Una dimostrazione lampante che, volontà, talento e preparazione mentale hanno trasformato dal 2000 al 2010, una speranza del tennis nella regina di Parigi!
Posso fare io adesso una domanda a te? Se ti chiedessi quali sono i campioni più vincenti di sempre tu chi risponderesti?
Pensavo peggio, come domanda. Ovviamente direi Sampras e Federer.
Bene, sia Sampras che Federer ad un certo punto si son rivolti a dei professionisti, anche se Fischer di Sampras è un po’ un mental coach sui generis. Ma la mamma di Federer, in una intervista, sottolinea chiaramente che scelsero un mental coach per Roger a 17 anni. Come vedi il talento non basta, va affinato, allenato, reso vincente. Questo è il compito di un mental coach.

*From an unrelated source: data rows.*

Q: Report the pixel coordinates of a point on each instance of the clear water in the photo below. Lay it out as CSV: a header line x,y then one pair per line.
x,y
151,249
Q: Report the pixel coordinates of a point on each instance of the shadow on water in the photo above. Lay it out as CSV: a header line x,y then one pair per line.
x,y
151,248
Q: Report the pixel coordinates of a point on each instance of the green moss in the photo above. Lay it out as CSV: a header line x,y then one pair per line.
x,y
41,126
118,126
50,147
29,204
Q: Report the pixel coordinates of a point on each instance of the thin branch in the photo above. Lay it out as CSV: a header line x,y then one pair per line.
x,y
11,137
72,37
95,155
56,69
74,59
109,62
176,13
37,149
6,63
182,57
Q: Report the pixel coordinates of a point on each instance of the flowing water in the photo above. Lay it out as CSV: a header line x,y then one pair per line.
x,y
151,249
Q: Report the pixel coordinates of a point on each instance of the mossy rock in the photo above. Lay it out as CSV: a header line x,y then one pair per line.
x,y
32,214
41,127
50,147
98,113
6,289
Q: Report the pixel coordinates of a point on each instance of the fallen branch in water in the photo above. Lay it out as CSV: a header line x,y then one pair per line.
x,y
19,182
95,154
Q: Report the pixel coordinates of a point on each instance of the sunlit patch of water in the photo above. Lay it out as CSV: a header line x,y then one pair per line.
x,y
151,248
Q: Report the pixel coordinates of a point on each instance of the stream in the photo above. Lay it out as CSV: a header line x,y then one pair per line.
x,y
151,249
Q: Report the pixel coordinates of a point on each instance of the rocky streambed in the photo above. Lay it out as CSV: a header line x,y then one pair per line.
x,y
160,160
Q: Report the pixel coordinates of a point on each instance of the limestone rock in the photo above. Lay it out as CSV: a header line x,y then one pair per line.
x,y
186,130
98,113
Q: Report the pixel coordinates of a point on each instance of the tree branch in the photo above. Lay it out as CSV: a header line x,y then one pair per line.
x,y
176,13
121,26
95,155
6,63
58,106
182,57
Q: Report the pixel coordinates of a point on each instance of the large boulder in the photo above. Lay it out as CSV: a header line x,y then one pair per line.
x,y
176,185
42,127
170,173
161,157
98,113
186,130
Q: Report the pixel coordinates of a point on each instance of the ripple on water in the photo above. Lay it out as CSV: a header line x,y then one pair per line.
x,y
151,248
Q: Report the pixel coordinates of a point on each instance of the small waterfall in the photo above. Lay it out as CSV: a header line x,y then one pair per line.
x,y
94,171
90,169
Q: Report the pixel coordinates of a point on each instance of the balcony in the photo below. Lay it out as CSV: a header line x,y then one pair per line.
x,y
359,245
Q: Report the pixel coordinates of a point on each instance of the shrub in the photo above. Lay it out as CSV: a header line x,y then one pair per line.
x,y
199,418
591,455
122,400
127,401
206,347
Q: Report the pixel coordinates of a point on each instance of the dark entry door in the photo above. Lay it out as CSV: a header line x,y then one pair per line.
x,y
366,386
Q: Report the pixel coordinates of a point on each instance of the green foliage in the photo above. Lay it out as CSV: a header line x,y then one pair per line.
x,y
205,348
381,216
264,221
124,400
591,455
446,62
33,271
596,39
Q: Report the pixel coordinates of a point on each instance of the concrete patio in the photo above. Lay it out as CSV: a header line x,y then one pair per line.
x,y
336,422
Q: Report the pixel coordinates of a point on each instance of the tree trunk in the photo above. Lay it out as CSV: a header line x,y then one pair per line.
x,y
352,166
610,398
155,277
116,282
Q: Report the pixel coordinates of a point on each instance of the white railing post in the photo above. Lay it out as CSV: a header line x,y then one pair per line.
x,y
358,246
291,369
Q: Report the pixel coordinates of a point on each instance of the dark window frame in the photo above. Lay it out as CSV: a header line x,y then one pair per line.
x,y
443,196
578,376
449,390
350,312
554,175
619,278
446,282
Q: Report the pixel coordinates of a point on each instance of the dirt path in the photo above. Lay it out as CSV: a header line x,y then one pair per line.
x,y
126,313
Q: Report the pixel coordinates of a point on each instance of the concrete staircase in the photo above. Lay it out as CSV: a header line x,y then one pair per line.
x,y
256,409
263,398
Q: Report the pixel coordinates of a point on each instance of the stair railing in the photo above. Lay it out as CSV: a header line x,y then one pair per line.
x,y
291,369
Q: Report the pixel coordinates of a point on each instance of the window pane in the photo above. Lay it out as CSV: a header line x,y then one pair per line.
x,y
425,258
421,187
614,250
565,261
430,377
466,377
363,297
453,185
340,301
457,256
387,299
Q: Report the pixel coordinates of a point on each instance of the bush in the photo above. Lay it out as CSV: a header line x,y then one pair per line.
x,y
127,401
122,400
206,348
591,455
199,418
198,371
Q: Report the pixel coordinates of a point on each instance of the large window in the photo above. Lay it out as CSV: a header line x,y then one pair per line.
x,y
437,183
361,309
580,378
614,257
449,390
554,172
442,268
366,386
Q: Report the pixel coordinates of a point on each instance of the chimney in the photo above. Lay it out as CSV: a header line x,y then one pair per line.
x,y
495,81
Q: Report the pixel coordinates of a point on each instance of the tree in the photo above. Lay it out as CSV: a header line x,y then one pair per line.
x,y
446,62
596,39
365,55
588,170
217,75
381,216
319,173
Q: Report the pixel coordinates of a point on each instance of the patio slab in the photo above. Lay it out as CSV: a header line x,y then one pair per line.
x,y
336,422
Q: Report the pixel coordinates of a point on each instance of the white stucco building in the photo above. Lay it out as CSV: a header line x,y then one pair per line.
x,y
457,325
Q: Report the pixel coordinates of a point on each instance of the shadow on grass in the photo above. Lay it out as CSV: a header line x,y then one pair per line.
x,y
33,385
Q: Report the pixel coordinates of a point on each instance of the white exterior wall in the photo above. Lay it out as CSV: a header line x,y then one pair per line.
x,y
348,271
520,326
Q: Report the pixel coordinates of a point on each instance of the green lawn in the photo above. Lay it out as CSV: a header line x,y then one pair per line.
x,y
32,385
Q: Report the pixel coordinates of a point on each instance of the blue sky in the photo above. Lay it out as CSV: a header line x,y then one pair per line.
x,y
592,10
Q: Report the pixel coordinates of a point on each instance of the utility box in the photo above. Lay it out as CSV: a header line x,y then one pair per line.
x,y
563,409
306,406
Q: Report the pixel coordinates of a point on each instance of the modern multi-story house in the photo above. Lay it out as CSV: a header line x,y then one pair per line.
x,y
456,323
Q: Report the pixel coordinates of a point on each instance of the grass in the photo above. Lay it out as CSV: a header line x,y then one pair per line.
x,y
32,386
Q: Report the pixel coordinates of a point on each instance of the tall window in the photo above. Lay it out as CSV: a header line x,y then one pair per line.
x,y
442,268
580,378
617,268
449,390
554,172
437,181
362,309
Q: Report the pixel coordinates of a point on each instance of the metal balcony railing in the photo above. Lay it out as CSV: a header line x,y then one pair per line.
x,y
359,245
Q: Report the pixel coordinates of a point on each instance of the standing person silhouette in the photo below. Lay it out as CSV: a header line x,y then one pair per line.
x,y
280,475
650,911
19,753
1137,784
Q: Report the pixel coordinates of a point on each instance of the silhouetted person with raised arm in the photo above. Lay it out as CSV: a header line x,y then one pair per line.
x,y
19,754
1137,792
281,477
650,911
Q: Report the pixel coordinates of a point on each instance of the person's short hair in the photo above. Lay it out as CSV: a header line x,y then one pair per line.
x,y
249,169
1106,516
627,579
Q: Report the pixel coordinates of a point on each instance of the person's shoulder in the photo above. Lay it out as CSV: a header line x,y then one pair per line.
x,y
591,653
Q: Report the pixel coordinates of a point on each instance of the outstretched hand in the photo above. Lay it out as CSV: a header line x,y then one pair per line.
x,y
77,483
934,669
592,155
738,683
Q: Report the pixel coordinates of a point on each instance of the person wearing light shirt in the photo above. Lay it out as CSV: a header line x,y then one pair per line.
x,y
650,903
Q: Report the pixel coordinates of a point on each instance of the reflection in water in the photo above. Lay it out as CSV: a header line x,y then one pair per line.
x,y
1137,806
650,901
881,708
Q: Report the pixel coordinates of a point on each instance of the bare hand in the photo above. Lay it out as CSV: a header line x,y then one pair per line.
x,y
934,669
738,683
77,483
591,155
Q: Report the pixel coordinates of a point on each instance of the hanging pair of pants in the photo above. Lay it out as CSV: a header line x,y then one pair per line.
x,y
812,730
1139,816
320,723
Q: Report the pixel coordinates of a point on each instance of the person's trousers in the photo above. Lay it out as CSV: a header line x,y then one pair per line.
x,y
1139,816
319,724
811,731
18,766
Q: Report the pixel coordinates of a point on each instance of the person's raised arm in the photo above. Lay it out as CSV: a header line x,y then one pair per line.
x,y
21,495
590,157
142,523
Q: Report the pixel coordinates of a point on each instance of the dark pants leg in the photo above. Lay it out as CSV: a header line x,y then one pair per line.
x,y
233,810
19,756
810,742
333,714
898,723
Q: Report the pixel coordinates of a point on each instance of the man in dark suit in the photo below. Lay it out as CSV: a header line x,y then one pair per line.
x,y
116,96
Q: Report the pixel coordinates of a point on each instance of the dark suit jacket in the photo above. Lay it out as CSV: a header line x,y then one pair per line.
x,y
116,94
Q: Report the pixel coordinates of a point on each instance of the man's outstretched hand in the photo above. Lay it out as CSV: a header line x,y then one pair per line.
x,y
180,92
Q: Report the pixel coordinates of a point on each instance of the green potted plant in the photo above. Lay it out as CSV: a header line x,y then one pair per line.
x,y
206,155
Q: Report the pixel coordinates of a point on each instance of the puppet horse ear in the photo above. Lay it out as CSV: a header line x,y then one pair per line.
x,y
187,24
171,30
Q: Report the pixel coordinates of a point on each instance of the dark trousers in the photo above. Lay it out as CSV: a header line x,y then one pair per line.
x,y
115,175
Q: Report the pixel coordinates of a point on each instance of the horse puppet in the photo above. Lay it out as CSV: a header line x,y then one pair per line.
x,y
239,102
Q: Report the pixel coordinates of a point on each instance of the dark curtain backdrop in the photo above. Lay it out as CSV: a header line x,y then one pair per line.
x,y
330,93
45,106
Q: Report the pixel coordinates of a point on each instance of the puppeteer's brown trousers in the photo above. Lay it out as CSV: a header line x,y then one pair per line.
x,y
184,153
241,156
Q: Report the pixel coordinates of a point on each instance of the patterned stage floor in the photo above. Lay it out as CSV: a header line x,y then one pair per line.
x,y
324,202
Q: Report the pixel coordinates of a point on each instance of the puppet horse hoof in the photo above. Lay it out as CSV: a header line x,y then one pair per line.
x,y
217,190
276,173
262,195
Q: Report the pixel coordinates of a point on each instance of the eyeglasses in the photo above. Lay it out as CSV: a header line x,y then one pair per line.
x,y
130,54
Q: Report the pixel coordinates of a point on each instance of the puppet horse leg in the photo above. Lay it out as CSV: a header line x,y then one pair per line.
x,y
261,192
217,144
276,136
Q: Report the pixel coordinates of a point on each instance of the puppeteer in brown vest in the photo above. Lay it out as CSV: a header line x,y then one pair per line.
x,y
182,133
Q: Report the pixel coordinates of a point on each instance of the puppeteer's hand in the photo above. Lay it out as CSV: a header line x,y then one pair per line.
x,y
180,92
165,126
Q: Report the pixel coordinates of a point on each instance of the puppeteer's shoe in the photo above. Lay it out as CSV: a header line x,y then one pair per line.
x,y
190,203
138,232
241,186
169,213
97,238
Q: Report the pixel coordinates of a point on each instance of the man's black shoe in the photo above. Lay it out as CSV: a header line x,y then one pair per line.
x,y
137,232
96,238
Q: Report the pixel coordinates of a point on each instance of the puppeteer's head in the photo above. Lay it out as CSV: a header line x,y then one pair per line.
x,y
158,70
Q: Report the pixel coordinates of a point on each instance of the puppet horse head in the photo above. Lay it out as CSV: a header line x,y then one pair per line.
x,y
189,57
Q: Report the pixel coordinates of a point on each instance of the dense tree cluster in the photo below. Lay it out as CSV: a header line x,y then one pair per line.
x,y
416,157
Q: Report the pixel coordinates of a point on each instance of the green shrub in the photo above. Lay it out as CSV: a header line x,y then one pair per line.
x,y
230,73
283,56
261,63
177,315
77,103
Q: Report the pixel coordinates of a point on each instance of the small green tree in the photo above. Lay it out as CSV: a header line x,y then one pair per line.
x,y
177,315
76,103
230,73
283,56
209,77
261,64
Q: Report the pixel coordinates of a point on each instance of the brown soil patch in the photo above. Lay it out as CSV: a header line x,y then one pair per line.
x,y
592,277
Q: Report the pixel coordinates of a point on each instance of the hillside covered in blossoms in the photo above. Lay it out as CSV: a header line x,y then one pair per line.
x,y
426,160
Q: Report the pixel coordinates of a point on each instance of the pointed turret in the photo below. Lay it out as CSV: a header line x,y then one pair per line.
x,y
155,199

Sai meglio di me che dal punto di vista tecnico non c’è molta differenza tra un numero 5 del ranking e un numero 25; la differenza è tutta nella preparazione mentale e nella capacità di saper gestire determinate situazioni. Ed è qui che un mental coach può fare di un ottimo tennista un Big
Ad un tennista che ci legge che messaggio vuoi lasciare?
Forse si aspetterebbe da me dei consigli o delle strategie per migliorare. Io invece approfitto dell’opportunità che mi dai per porre una domanda:
” Qual è il tuo vero sogno nel tennis? “
A questa domanda bisogna rispondere, spegnendo la propria razionalità. Bisogna farsi guidare dal cuore e dalle proprie emozioni, bisogna avere l’incoscienza e la passione di un bambino.
Per essere motivato, tutti i giorni, ad allenarsi straordinariamente bene, e a dedicarsi anima e corpo allo sport, bisogna avere una “meta” davvero emozionante, una “ragione di vita” che ci permette di vivere ogni momento sportivo, più o meno piacevole, totalmente “guidati”.